In parte anche grazie al fatto che il nostro pubblico già conosce il volto di Gedeon Burkhard per averlo visto nel Commissario Rex. Ma non solo. È vero, è un cane sciolto, ma è un capo che aggrega il gruppo e il suo motto è che tutti devono lavorare in team per la catturare il re. Detto per inciso, poi, anche la sua squadra è un po’ particolare. Ricorda, in qualche modo, quella di Ris, Delitti imperfetti, che fu la prima serie poliziesca ad “americanizzarsi”. A togliere quel velo di italianità provinciale per assumere un linguaggio un po’ più “altro”.

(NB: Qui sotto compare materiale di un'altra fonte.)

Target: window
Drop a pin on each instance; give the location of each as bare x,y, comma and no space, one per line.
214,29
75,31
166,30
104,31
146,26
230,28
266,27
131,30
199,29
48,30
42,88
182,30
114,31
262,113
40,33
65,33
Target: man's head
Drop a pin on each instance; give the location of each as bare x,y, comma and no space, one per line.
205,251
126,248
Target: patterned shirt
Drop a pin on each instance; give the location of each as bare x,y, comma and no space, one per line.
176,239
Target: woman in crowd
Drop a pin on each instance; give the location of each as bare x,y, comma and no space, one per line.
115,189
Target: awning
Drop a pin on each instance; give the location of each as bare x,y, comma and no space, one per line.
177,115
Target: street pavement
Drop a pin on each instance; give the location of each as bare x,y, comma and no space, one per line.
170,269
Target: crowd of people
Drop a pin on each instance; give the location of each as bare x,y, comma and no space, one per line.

Basta con i marescialli i capitani e i comandanti. Ora ci sono anche i chimici e gli informatici, di rigore geniali nerd dell’etere. E se non fosse per loro, Daria Lucente (Raffaella Rea), Mila Celin (Alina Nedelea), Il Conte (Sergio Friscia), Anselmo Rocca (Dennis Fasolo) e Paolo Corsi (Valentino Campitelli), anche il piglio da uomo duro di Piazza a nulla servirebbe. Piazza, punto di coesione per i suoi uomini e nei confronti del pubblico di Rai Uno, che empatizza con lui anche grazie alla vicenda umana di cui è vittima.

 

Daniele, infatti, ha perso la moglie 13 anni fa in un incidente in cui, probabilmente, sono coinvolti gli uomini dell’ottavo re di Roma. Da allora ha cresciuto da solo la figlia, per la quale ha sacrificato la carriera. Padre e poliziotto, amore e dovere sintetizzati dalla necessità, in cui ognuno di noi si riconosce, di stoppare il traffico di droga e dare un’opportunità a chi è troppo giovane per morire, figli, fratelli e amici.

 

Anche per questo vale la pena vedere almeno una puntata di Caccia al re. Perché in fondo tratta un tema scottante senza retorica. Anche se, volendogli trovare un difetto, alcune scene sembrano più degli spot ministeriali che sequenze di film.